On 13 July 2020, the Full Bench of the FWC upheld the union’s appeal against the decision of Deputy President Sams (see our earlier Blog, Increasing Hours for Jobkeeper Employees). By way of background, Prosegur had issued a blanket direction for a minimum 25-hour work week for their armoured vehicle operators at its Moorooka depot covering full-time, part-time and casual employees. The union argued that the JED was unreasonable on the basis that it had a disproportionate impact on full-time employees who had previously worked up to 50 hours per week. Deputy President Sams noted that full-time employees were generally working about 38 hours a week, which was the award minimum and that working overtime is not a guaranteed arrangement. The FWC at first instance found that the JED was not unreasonable in the circumstances.
On appeal, the Full Bench found that Deputy President Sams relied on an administrative law construction of an unreasonable decision looking at whether there was a “rational or logical basis” for the direction.
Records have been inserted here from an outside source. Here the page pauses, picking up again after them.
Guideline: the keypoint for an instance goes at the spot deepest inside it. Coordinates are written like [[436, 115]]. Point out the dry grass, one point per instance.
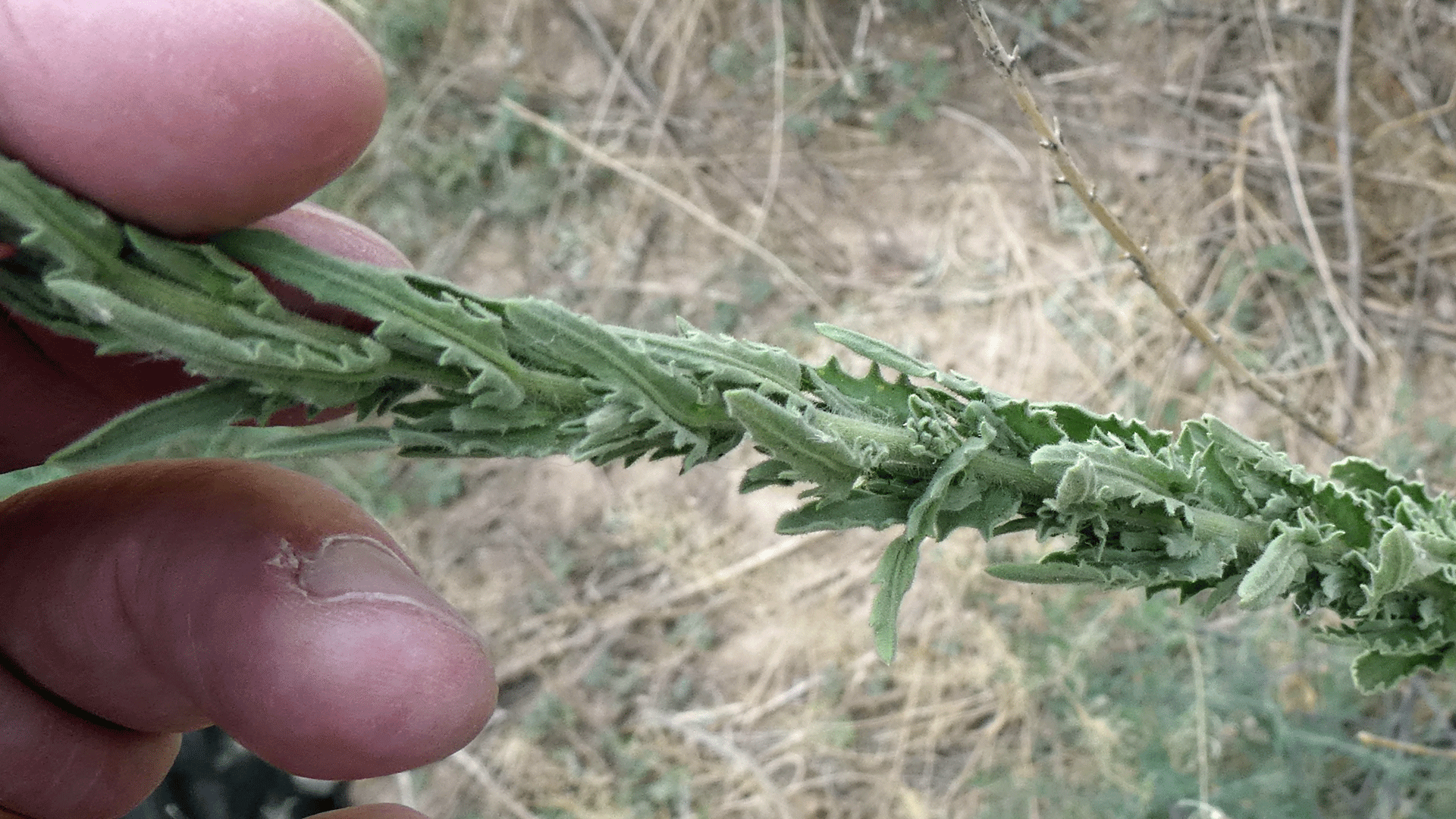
[[661, 651]]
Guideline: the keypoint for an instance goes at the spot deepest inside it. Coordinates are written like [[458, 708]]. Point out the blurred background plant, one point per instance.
[[661, 651]]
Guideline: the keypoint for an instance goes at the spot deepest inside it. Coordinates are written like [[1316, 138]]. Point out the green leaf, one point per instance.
[[1280, 564], [1046, 573], [875, 350], [893, 575], [1375, 672], [792, 439]]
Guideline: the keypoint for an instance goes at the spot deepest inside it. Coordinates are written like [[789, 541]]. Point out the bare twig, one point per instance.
[[1354, 265], [488, 783], [1372, 741], [770, 184], [1008, 66], [679, 200]]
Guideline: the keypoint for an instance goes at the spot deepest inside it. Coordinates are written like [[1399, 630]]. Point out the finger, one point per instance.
[[164, 596], [93, 770], [181, 115], [58, 390]]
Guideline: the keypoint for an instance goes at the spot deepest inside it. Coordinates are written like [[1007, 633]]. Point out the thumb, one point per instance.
[[162, 596]]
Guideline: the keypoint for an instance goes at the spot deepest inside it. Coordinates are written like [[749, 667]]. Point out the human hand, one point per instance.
[[156, 598]]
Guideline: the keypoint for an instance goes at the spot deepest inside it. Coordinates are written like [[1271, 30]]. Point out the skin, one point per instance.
[[156, 598]]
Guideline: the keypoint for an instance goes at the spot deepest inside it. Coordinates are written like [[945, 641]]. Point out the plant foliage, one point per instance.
[[450, 373]]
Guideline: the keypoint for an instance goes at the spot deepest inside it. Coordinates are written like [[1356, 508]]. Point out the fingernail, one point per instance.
[[360, 567]]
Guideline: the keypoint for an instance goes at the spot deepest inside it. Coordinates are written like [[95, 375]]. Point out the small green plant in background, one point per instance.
[[1207, 513]]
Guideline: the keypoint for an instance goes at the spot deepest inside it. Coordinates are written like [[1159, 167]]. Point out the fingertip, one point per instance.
[[181, 598]]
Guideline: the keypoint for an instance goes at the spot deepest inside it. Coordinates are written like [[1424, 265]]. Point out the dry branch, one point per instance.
[[1008, 66]]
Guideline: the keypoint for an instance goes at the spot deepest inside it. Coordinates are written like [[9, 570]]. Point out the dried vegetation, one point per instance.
[[661, 651]]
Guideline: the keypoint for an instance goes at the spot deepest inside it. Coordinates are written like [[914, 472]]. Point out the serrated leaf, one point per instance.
[[875, 350], [1270, 576], [1046, 573], [1375, 672], [792, 439], [1395, 567], [859, 509]]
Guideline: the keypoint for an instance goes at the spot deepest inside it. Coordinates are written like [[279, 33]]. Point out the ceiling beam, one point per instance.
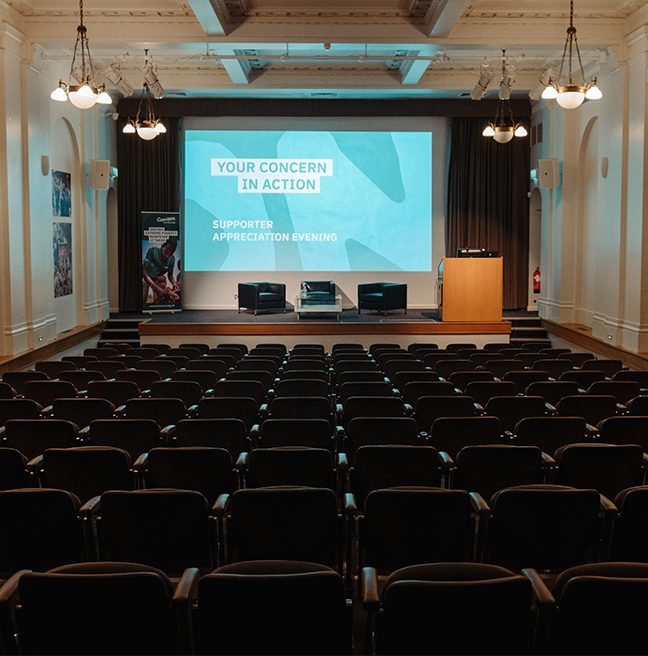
[[412, 71], [237, 69], [442, 16], [212, 16]]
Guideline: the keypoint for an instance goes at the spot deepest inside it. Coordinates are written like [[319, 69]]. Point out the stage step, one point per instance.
[[125, 331], [528, 329]]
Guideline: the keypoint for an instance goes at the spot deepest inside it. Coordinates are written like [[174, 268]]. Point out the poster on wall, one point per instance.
[[61, 194], [62, 259], [161, 262]]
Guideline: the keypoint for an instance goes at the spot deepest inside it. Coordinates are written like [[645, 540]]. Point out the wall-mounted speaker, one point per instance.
[[549, 173], [99, 175]]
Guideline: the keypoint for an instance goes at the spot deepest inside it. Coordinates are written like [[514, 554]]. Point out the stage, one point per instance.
[[217, 326]]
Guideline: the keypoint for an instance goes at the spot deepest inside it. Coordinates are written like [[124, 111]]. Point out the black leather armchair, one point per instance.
[[382, 296], [262, 296], [323, 290]]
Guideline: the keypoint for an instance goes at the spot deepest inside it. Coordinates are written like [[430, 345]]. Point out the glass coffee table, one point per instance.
[[306, 305]]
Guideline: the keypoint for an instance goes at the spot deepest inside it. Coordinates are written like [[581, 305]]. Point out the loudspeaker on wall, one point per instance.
[[549, 171], [99, 175]]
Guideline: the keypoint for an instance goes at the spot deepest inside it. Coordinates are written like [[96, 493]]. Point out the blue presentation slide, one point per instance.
[[307, 201]]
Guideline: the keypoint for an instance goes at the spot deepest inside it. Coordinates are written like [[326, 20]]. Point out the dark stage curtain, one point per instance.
[[487, 202], [149, 181]]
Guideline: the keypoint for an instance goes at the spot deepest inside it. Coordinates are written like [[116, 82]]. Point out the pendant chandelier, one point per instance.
[[87, 93], [145, 124], [504, 128], [571, 95]]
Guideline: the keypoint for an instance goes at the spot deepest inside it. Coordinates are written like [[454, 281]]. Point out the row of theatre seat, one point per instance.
[[299, 500]]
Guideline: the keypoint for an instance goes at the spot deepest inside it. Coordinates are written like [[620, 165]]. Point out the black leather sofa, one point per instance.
[[262, 296], [382, 296]]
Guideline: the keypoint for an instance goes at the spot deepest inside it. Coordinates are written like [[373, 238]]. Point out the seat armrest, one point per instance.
[[220, 507], [187, 586], [607, 507], [369, 587], [479, 505], [9, 591], [447, 463], [90, 507], [35, 464], [350, 507], [540, 590], [548, 461], [254, 433], [591, 432], [242, 461], [167, 434]]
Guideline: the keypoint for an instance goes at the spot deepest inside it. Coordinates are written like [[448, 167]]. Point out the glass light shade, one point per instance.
[[571, 96], [59, 94], [503, 135], [147, 133], [82, 97], [594, 93], [550, 92], [104, 99]]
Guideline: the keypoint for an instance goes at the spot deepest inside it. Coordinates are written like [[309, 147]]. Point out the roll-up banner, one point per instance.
[[161, 262]]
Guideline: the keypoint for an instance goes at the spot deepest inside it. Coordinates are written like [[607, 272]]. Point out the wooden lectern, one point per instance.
[[470, 289]]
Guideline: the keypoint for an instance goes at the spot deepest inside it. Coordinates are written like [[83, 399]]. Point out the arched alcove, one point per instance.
[[588, 283], [535, 243], [66, 237]]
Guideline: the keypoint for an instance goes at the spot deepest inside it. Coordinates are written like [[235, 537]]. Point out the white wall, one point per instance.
[[217, 290], [37, 127], [595, 225]]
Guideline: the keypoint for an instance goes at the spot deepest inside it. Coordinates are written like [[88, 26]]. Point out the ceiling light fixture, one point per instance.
[[148, 127], [504, 128], [571, 95], [547, 74], [508, 78], [87, 93], [486, 74], [114, 75], [151, 79]]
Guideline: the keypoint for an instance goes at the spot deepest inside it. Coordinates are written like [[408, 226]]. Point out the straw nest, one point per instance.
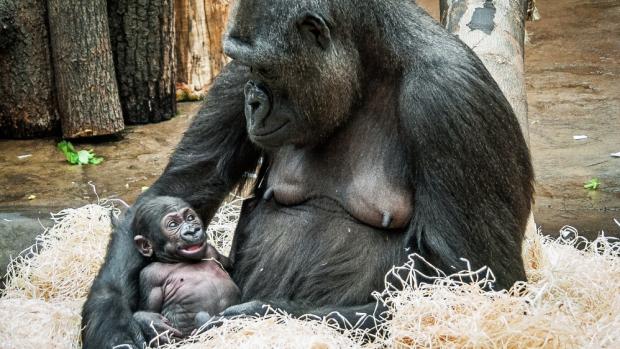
[[572, 298]]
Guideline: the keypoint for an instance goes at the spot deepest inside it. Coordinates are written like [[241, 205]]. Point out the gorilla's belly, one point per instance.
[[313, 252]]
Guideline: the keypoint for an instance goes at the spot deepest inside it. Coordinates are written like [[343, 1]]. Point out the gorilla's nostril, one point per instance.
[[254, 106]]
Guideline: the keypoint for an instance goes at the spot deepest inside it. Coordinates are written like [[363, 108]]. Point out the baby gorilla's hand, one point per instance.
[[204, 321], [156, 328]]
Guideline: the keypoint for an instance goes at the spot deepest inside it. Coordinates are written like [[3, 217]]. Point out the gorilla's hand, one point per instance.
[[155, 326]]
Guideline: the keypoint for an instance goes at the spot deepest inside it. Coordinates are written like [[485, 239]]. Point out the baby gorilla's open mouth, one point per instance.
[[189, 250]]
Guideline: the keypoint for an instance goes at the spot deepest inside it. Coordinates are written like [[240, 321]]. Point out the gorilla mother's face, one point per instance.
[[303, 79]]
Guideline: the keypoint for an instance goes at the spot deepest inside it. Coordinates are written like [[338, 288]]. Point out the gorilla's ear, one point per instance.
[[314, 28], [144, 245]]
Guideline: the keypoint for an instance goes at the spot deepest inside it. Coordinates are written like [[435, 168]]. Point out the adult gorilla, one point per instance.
[[381, 134]]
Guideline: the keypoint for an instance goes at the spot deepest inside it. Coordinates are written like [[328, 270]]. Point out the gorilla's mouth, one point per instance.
[[270, 132]]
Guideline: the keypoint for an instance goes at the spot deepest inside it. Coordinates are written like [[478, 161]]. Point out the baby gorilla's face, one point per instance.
[[185, 236]]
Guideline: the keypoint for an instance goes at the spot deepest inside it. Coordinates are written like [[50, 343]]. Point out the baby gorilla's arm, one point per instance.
[[150, 320], [211, 252]]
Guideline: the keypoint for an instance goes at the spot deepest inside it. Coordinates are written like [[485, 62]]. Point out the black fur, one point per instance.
[[382, 135]]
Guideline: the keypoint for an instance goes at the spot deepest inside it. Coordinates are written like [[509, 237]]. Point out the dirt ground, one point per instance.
[[573, 89]]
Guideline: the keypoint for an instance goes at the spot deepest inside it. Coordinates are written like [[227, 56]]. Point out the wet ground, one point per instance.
[[573, 89]]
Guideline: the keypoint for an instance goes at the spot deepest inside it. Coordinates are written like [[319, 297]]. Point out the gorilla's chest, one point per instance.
[[363, 168]]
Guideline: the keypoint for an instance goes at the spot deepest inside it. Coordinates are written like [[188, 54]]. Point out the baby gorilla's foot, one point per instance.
[[156, 328], [201, 318]]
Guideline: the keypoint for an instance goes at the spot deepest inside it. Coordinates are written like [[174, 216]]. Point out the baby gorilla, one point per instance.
[[186, 275]]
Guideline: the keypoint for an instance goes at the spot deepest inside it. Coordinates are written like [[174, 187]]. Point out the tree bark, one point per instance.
[[495, 30], [199, 28], [142, 33], [26, 79], [84, 72], [500, 49]]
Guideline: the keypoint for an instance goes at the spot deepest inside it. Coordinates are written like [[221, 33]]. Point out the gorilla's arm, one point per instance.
[[208, 163], [470, 202]]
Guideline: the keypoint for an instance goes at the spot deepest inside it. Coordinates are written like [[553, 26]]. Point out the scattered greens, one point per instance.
[[592, 184], [82, 157]]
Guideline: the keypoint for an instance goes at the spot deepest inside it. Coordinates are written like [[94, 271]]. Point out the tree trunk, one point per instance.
[[199, 27], [142, 35], [495, 30], [84, 72], [26, 79]]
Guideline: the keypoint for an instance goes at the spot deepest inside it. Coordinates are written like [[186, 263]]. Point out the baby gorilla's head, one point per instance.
[[168, 230]]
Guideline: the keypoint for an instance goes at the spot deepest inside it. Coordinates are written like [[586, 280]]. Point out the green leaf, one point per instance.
[[73, 158], [83, 157], [592, 184], [95, 160]]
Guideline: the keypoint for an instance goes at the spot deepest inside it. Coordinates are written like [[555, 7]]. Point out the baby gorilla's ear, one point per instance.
[[144, 245]]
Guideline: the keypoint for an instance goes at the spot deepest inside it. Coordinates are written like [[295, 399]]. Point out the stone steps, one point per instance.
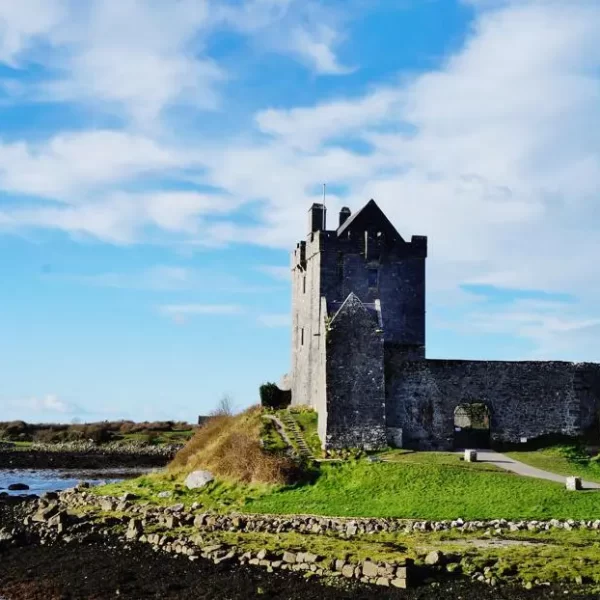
[[295, 432]]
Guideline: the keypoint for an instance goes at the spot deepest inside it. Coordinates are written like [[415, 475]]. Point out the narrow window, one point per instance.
[[373, 276]]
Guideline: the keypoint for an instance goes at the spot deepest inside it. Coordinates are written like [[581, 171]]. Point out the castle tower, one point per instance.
[[357, 292]]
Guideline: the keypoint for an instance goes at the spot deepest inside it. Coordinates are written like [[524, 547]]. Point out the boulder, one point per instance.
[[370, 569], [434, 558], [17, 487], [198, 479]]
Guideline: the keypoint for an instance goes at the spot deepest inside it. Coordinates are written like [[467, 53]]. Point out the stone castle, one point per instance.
[[358, 353]]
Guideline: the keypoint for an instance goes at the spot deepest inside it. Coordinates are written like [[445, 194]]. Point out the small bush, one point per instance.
[[230, 448], [272, 397]]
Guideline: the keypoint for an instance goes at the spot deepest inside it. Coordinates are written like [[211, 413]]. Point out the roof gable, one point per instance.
[[370, 217]]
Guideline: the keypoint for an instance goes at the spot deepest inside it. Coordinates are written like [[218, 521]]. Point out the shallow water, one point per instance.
[[47, 480]]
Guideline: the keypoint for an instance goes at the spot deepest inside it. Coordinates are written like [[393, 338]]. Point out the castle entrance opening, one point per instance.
[[471, 426]]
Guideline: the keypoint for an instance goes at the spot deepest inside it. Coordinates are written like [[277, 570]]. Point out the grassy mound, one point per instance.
[[563, 459], [428, 485], [230, 448]]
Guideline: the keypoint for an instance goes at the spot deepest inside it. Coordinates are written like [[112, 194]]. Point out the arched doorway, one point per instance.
[[472, 426]]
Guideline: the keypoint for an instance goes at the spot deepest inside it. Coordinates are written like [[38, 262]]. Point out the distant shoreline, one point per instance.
[[84, 459]]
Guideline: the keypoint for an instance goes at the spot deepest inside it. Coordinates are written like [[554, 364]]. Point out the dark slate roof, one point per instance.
[[370, 216]]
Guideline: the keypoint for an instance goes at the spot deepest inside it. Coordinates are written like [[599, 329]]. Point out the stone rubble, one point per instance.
[[60, 515]]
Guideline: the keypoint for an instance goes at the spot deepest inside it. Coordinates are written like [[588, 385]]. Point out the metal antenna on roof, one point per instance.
[[324, 192]]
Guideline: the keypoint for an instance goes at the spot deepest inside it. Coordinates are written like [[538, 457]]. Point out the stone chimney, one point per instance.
[[344, 215], [316, 217]]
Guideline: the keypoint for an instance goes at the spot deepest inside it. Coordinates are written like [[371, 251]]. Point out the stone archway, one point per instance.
[[472, 426]]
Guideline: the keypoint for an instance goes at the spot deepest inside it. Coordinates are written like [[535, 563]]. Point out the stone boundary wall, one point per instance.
[[346, 527], [525, 399]]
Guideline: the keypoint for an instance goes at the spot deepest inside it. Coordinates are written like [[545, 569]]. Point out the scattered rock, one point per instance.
[[370, 569], [434, 558], [198, 479]]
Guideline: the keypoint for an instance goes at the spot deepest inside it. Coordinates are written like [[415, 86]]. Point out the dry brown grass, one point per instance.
[[229, 447]]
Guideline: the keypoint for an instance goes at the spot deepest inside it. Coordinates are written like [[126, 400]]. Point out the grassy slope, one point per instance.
[[429, 485], [430, 491], [563, 460]]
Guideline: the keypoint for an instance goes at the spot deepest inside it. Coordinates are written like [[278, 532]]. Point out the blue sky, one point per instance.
[[157, 159]]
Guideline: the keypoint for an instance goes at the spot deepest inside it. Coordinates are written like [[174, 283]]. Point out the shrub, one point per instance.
[[230, 448], [272, 397]]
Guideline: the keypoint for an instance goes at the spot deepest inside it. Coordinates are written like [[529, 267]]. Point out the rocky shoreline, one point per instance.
[[86, 456], [68, 522]]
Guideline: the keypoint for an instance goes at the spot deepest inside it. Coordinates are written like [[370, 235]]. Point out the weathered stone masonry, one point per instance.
[[525, 399], [358, 350]]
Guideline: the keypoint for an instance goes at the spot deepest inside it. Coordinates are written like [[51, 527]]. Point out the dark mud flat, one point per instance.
[[32, 459], [104, 572]]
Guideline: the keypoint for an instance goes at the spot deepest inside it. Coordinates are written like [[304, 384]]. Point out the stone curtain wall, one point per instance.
[[355, 380], [525, 399]]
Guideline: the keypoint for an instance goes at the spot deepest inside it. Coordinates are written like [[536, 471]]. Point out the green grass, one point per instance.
[[562, 460], [451, 459], [272, 440], [420, 485], [161, 437], [218, 496], [429, 491]]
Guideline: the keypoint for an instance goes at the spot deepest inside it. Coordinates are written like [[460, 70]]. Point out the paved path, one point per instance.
[[505, 462]]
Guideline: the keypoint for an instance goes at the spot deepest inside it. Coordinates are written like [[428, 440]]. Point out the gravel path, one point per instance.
[[505, 462]]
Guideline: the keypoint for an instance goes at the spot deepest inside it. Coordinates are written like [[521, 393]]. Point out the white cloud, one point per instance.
[[306, 29], [276, 271], [316, 48], [181, 312], [22, 22], [51, 404], [138, 58], [274, 320], [172, 278], [68, 165], [495, 155], [554, 329], [122, 218]]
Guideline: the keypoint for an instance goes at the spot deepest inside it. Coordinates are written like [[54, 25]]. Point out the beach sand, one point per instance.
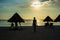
[[42, 33]]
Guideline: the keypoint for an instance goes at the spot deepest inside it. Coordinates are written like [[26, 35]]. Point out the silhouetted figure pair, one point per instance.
[[34, 24]]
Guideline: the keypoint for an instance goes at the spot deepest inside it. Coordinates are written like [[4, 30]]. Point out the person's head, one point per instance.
[[34, 18]]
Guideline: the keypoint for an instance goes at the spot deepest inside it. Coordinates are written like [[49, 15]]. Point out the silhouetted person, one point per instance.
[[12, 25], [34, 24]]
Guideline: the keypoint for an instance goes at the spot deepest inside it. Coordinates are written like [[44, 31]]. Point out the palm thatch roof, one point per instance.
[[57, 19], [16, 18], [48, 19]]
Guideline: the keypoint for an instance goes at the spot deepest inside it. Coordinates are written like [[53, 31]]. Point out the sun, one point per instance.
[[36, 4]]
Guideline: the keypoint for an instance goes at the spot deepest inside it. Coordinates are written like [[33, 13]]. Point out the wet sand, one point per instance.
[[42, 33]]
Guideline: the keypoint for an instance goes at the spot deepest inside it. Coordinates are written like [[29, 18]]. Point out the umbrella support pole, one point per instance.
[[15, 24]]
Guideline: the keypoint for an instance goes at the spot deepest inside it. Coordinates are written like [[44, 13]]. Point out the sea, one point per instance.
[[5, 23]]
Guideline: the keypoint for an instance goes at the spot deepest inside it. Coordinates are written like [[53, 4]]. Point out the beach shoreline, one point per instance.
[[27, 33]]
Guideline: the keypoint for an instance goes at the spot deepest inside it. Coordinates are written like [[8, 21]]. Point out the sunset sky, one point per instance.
[[28, 9]]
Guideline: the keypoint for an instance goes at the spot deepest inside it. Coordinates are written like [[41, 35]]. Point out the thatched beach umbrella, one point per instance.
[[57, 19], [16, 18], [48, 19]]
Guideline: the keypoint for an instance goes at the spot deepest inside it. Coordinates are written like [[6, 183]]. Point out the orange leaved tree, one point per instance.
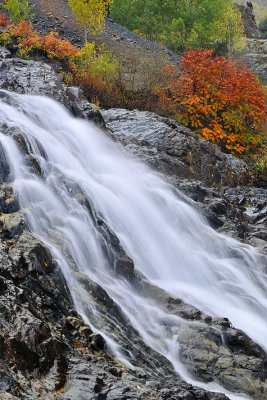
[[218, 98]]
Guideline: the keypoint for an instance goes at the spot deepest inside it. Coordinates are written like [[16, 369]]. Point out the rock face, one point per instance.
[[249, 22], [172, 148], [255, 56], [46, 350]]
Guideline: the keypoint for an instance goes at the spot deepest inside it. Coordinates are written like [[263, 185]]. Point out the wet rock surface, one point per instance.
[[172, 148], [255, 56]]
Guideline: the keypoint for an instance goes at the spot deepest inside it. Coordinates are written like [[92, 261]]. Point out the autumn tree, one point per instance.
[[90, 14], [218, 98], [19, 10]]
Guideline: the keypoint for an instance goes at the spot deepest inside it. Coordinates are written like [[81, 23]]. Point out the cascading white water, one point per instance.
[[169, 242]]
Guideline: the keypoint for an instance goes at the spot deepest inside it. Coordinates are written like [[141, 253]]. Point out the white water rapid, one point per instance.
[[170, 243]]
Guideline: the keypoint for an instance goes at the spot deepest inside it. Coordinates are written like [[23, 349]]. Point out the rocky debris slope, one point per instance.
[[46, 350]]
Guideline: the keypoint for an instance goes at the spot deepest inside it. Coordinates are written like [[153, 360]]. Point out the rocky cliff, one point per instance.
[[46, 349]]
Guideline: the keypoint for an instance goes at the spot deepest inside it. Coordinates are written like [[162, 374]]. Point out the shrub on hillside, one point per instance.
[[219, 98]]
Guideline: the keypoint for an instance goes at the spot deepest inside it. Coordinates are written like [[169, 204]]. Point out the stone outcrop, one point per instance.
[[255, 56], [249, 21], [168, 146]]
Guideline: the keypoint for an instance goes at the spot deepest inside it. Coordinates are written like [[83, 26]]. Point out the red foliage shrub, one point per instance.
[[219, 98], [4, 20]]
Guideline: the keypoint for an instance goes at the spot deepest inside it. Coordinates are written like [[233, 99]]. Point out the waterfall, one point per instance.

The Full Bench preferred the definition of “unreasonable” as being “inequitable, unfair; unjustifiable.” The Full Bench found that the terms of Prosegur’s direction unfairly and disproportionality affected full-time employees.
The Full Bench held that while the employer’s direction was unreasonable in all of the circumstances, it also found that the union’s suggested direction was unreasonable. TWU had put forward the alternative direction of a proportional reduction in hours. The Full Bench held that it “must be administratively workable and allow Prosegur to conduct its operations efficiently.” The parties were directed to urgently confer on an alternative direction.
On 23 July 2020 the Full Bench accepted Prosegur’s new proposed JED which sees the full-time drivers receive a guaranteed 60-hour fortnightly wage.
Maximise commercial benefit of jobkeeper subsidy
Prosegur said that it was its intention to provide those part-time and casual employees who were working more than 50 hours a fortnight pre-COVID-19 with a minimum of 50 hours per fortnight. However, it was legally unnecessary to issue the proposed direction to part-time employees due to an existing collective agreement. Prosegur stated that it wanted to “guarantee” minimum hours for its casual employees who make up almost 50% of the drivers. The Full Bench agreed that by providing casuals with a minimum of 25 hours per week, the company could “maximise the commercial benefit for the jobkeeper wage subsidies” allowing it to obtain a “fair benefit out of the arrangement.”
An unintended consequence of the jobkeeper wage subsidy is that some casual employees are better off receiving the $1,500 fortnightly wage. It is therefore helpful that the FWC recognises the fairness of employers getting maximum commercial benefit from the subsidy.
Key takeaways for employers
• These two decisions show the FWC’s willingness to examine the workability of employer directions by considering various operational factors of the employer’s business.
• If employers are to succeed in the reasonableness test, they should set out clear evidence on what alternatives have been considered and the reasons for rejection.
• If the JED is unreasonable, the FWC may order an alternative JED or the employer may be given a tight deadline to agree a new JED with the union/employees.